Researchers from the University of Maryland School of Medicine’s Institute for Genome Sciences and Sinai Hospital in Baltimore used 16S rRNA gene amplicon pyrosequencing to track microbial events associated with RCDI and FMT treatment over time in 14 RCDI patients receiving transplants, as well as their donors, for up to one year post-treatment.
Through this analysis, the team both confirmed that RCDI is associated with reduced diversity and compositional changes in the fecal microbiota and evaluated post-FMT microbiota dynamics. “When we compare sick patients and healthy individuals’ microbiota composition, we see that there is not just higher diversity, but also a lot of intra-individual variation in the rare members between healthy individuals, and it seems to be exactly that fraction [of diversity] that is lost in the sick patients,” Fricke said. “So [sick patients] kind of get reduced to a more common core of shared species, and the rest is filled up by a few, very dominant ‘bad bacteria’”—such as Streptococci and Gram-negative Enterobacteria or Enteroccoci—he added.

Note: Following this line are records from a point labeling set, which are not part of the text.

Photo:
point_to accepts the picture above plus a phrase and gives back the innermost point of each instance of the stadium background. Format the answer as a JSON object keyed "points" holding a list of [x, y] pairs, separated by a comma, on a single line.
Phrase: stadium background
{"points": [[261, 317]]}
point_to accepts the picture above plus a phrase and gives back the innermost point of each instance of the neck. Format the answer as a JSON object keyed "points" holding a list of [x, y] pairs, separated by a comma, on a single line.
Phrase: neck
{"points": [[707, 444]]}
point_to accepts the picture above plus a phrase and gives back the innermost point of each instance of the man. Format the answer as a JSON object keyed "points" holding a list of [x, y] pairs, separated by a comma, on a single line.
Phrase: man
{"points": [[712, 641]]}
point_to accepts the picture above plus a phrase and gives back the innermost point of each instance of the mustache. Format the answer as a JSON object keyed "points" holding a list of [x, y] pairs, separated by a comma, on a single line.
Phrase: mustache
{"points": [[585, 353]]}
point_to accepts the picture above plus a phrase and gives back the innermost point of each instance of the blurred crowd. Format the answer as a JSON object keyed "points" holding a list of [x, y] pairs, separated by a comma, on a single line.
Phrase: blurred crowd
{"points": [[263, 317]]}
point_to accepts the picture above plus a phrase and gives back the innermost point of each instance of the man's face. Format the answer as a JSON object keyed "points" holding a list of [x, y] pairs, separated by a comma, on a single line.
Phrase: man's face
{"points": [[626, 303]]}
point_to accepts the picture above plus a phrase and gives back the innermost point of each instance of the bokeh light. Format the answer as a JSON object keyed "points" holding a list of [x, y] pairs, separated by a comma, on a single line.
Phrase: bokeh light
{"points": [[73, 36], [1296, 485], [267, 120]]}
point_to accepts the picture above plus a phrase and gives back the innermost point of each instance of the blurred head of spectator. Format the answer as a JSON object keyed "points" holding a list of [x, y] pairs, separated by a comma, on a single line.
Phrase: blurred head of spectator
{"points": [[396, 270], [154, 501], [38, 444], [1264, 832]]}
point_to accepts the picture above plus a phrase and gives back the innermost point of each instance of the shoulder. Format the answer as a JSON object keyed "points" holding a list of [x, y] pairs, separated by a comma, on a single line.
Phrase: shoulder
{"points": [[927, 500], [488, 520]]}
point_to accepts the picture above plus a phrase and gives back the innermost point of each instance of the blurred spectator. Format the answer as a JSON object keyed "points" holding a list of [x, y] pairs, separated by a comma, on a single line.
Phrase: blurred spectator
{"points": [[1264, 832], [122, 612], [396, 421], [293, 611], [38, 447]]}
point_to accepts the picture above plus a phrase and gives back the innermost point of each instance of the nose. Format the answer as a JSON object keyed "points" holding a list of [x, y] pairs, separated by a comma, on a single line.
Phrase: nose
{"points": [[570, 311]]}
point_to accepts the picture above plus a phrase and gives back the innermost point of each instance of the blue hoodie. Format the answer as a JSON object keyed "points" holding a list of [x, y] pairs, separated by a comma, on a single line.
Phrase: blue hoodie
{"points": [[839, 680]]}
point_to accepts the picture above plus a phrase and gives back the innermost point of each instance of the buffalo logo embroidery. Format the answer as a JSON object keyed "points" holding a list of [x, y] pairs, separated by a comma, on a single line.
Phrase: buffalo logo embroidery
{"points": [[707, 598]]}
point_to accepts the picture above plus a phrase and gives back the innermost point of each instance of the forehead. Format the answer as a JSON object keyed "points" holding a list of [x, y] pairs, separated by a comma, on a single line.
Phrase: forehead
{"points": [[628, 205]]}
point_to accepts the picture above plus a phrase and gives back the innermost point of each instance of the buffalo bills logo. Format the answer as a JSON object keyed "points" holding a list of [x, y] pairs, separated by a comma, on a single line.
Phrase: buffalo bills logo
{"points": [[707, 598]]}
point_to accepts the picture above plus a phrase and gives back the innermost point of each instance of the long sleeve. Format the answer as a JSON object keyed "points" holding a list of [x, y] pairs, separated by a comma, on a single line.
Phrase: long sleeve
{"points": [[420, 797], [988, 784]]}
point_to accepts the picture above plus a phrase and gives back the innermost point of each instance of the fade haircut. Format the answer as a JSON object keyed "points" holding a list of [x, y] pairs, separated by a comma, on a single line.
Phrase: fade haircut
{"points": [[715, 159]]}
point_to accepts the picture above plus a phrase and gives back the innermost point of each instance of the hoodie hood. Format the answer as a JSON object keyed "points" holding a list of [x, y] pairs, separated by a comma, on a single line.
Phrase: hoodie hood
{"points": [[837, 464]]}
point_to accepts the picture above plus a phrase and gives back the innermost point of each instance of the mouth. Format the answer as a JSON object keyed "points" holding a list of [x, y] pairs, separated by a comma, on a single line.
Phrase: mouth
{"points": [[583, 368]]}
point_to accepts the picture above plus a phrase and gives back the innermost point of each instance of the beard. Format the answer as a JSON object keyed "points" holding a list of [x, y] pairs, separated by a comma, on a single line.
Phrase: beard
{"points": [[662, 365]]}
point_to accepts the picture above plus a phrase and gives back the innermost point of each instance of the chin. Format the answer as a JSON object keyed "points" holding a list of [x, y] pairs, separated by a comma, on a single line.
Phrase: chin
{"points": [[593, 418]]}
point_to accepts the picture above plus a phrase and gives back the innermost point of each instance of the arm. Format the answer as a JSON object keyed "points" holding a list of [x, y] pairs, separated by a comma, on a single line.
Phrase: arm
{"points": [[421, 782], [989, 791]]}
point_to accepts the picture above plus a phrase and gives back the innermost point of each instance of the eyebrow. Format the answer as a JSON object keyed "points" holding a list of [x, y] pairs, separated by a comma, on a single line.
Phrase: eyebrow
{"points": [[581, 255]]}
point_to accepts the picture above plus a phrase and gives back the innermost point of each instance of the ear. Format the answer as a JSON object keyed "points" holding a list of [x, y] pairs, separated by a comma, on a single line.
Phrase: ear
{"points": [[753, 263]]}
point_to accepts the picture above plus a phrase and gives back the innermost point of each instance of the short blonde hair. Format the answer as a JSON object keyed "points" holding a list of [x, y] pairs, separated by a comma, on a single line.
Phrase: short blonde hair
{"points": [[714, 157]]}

FMT swiftly remedied all 14 patients’ C. diff symptoms—within two to three days—and led to an eventual redistribution of the microbial composition to resemble healthier diversity. Specifically, the team pinpointed certain microbes that were generally reduced in RCDI patients but partially restored five or more months after FMT. But given their sample size, the researchers could not pinpoint any bacterial groups that were significantly associated with RCDI or successful FMT treatment.
RCDI patients have “significant reduction in [stool microbe] diversity compared with healthy individuals,” said study coauthor Florian Fricke, an assistant professor of microbiology and immunology at Maryland. “After successful [FMT] treatment, the diversity increases and we see a trend that they don’t quite reach the diversity of healthy individuals, although we would need more cases to statistically confirm that.”
Moreover, it’s unclear exactly how the introduction of donor microbes affects the composition in RCDI patients’ guts. “We cure the patient, but we don’t know what’s happening,” said Josbert Keller, a gastroenterologist at Hagaziekenhuis Hospital in The Netherlands, who was not involved in the work. “It’s a completely unstandardized treatment. . . . We need to understand the mechanism of action of donor feces to see what changes and, ideally, we should understand what changes are really needed to cure the patient.”
Indeed, among several unresolved questions is which donor strains are responsible for the experimental treatment’s success. And scientists caution that transplanted stool microbes could have unintended effects later in the recipient’s life.
“I’m not necessarily a wholesale proponent of this [FMT] because we are blaming microbiota for a lot of diseases,” said Vincent Young, an associate professor of microbiology and immunology at the University of Michigan, who was not involved in the work. “We’re making them better from the point of view of recurrent Clostridium difficile infections, but are we also potentially setting them up for something more if we’re not careful?”
Fricke and his colleagues plan to continue following the patient-donor pairs in hopes of addressing some of these longer-term questions.
But while there are many unknowns, experts agree that FMT can be a life-saving option for RCDI patients who have run out of treatment options. “Over time, FMT will be more accepted as standard practice,” said Suskind. “The challenges are not truly challenges, but more opportunities to better study and further the science of the stool microbiome.”
Y. Song et al., “Microbiota dynamics in patients treated with fecal microbiota transplantation for recurrent Clostridium difficile infection,” PLOS ONE, 2013.